TrollHunter

These details have not been verified by PyPI

Project links

Homepage

Project description

TrollHunter

TrollHunter is a Twitter Crawler & News Website Indexer. It aims at finding Troll Farmers & Fake News on Twitter.

It composed of three parts:

Twint API to extract information about a tweet or a user
News Indexer which indexes all the articles of a website and extract its keywords
Analysis of the tweets and news

Installation

You can either run

pip3 install TrollHunter

or clone the project and run

pip3 install -r requirements.txt

Docker

TrollHunter requires many services to run

ELK ( Elastic Search, Logstash, Kibana)
InfluxDb & Grafana
RabbitMQ

You can either launch them individually if you already have them setup or use our docker-compose.yml

Install Docker
Run docker-compose up -d

Setup

Change the .env with the required values Export the .env variables

export $(cat .env | sed 's/#.*//g' | xargs)

Twitter crawler

Twint

For crawl tweets and extract user's information we use Twint wich allow us to get many information without using Twitter api.

Some of the benefits of using Twint vs Twitter API:

Can fetch almost all Tweets (Twitter API limits to last 3200 Tweets only);
Fast initial setup;
Can be used anonymously and without Twitter sign up;
No rate limitations.

When we used twint, we encountered some problems:

Bad compatibility with windows and datetime
We can't set a limit on the recovery of tweets
Bug with some user-agent

So we decided to fork the project.

With allow us to:

get tweets
get user information
get follow and follower
search tweet from hashtag or word

API

For this we use the open-source framework flask.

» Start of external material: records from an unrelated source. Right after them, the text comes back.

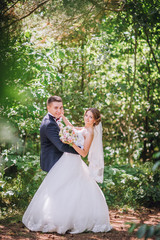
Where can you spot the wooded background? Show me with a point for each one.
(92, 53)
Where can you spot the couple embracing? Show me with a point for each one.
(69, 199)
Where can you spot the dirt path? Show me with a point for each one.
(118, 219)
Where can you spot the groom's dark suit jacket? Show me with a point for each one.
(51, 146)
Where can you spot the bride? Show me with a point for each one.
(69, 199)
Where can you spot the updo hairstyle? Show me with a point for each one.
(96, 115)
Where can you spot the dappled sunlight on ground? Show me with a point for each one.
(118, 220)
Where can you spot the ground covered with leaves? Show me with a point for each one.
(12, 228)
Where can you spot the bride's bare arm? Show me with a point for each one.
(87, 143)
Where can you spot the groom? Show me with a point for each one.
(51, 146)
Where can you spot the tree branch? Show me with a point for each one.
(10, 7)
(19, 19)
(150, 46)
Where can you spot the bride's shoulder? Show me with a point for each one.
(88, 132)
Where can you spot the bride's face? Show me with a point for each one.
(89, 119)
(56, 109)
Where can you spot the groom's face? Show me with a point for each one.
(55, 108)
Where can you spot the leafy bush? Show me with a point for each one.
(20, 178)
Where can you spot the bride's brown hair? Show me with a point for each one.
(96, 115)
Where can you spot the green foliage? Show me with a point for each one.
(145, 231)
(131, 186)
(19, 179)
(114, 70)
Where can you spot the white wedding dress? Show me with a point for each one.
(68, 199)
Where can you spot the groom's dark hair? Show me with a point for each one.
(53, 99)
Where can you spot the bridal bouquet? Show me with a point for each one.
(68, 135)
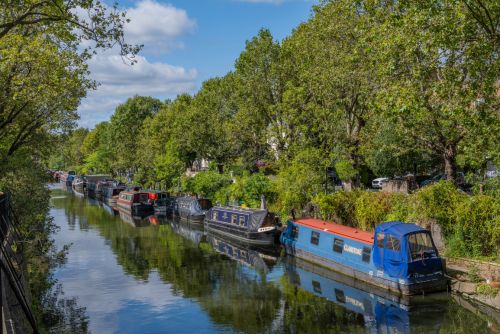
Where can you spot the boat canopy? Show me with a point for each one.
(402, 250)
(398, 228)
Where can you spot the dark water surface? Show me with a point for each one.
(159, 276)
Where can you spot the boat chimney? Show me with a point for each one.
(263, 205)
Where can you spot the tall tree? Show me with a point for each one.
(258, 89)
(441, 79)
(334, 66)
(125, 127)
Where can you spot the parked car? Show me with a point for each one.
(436, 178)
(378, 182)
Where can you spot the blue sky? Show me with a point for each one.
(185, 43)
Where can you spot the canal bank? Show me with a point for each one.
(171, 277)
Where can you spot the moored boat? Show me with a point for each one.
(92, 181)
(380, 310)
(255, 226)
(262, 259)
(67, 178)
(111, 191)
(191, 208)
(79, 184)
(397, 256)
(135, 202)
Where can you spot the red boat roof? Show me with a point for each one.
(340, 230)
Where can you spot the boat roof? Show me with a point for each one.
(239, 209)
(133, 192)
(398, 228)
(337, 229)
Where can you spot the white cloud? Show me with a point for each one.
(118, 81)
(157, 25)
(277, 2)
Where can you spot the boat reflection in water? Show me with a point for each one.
(261, 258)
(134, 220)
(382, 311)
(191, 231)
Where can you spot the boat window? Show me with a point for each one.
(420, 245)
(315, 238)
(316, 287)
(339, 295)
(366, 254)
(393, 243)
(338, 245)
(380, 240)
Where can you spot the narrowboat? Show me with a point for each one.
(67, 178)
(399, 257)
(134, 219)
(262, 259)
(163, 204)
(379, 310)
(135, 202)
(92, 181)
(193, 232)
(79, 184)
(191, 208)
(111, 191)
(254, 226)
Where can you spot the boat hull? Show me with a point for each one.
(255, 238)
(424, 286)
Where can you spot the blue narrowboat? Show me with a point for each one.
(192, 208)
(381, 311)
(399, 257)
(261, 259)
(255, 226)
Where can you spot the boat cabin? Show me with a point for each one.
(192, 208)
(256, 226)
(135, 201)
(398, 256)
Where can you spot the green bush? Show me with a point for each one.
(470, 224)
(339, 207)
(372, 208)
(476, 227)
(436, 202)
(298, 182)
(206, 184)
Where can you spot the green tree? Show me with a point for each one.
(333, 63)
(440, 79)
(125, 126)
(258, 89)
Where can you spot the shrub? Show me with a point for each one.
(476, 227)
(372, 208)
(339, 206)
(298, 182)
(436, 202)
(206, 184)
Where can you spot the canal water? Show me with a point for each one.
(153, 275)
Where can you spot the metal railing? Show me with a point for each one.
(16, 315)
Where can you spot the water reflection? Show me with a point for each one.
(259, 258)
(169, 276)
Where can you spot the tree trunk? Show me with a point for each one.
(450, 164)
(220, 168)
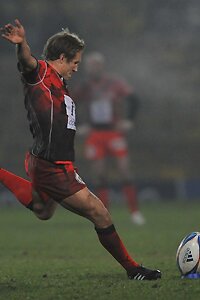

Four endpoints are defined and their

/tweets/<string:user>
- get all informations of a user (tweets, follow, interaction)
/search
- crawl every 2 hours tweets corresponding to research
/stop
- stop the search
/tweet/origin
- retrieve the origin of a tweets

Some query parameters are available:

tweet: set to 0 to avoid tweet (default: 1)
follow: set to 0 to avoid follow (default: 1)
limit: set the number of tweet to retrieve (Increments of 20, default: 100)
follow_limit: set the number of following and followers to retrieve (default: 100)
since: date selector for tweets (Example: 2017-12-27)
until: date selector for tweets (Example: 2017-12-27)
retweet: set to 1 to retrieve retweet (default: 0)
search:
- search terms format "i search"
- for hashtag : (#Hashtag)
- for multiple : (#Hashtag1 AND|OR #Hashtag2)
tweet_interact: set to 1 to parse tweet interaction between users (default: 0)
depth: search tweet and info from list of follow

Twitter Storage

Information retrieve with twint is stored in elastic search, we do not use the default twint storage format as we want a stronger relationship parsing. There is currently three index:

twitter_user
twitter_tweet
twitter_interaction

The first and second index are stored as in twitter. The third is build to store interaction from followers/following, conversation and retweet.

Twitter interaction

News Indexer

The second main part of the project is the crawler and indexer of news.

For this, we use the sitemap xml file of news websites to crawl all the articles. In a sitemap file, we extract the tag sitemap and url.

The sitemap tag is a link to a child sitemap xml file for a specific category of articles in the website.

The url tag represents an article/news of the website.

The root url of a sitemap is stored in a postgres database with a trust level of the website (Oriented, Verified, Fake News, ...) and headers. The headers are the tag we want to extract from the url tag which contains details about the article (title, keywords, publication date, ...).

The headers are the list of fields use in the index pattern of ElasticSearch.

In crawling sitemaps, we insert the new child sitemap in the database with the last modification date or update it for the ones already in the database. The last modification date is used to crawl only sitemaps which change since the last crawling.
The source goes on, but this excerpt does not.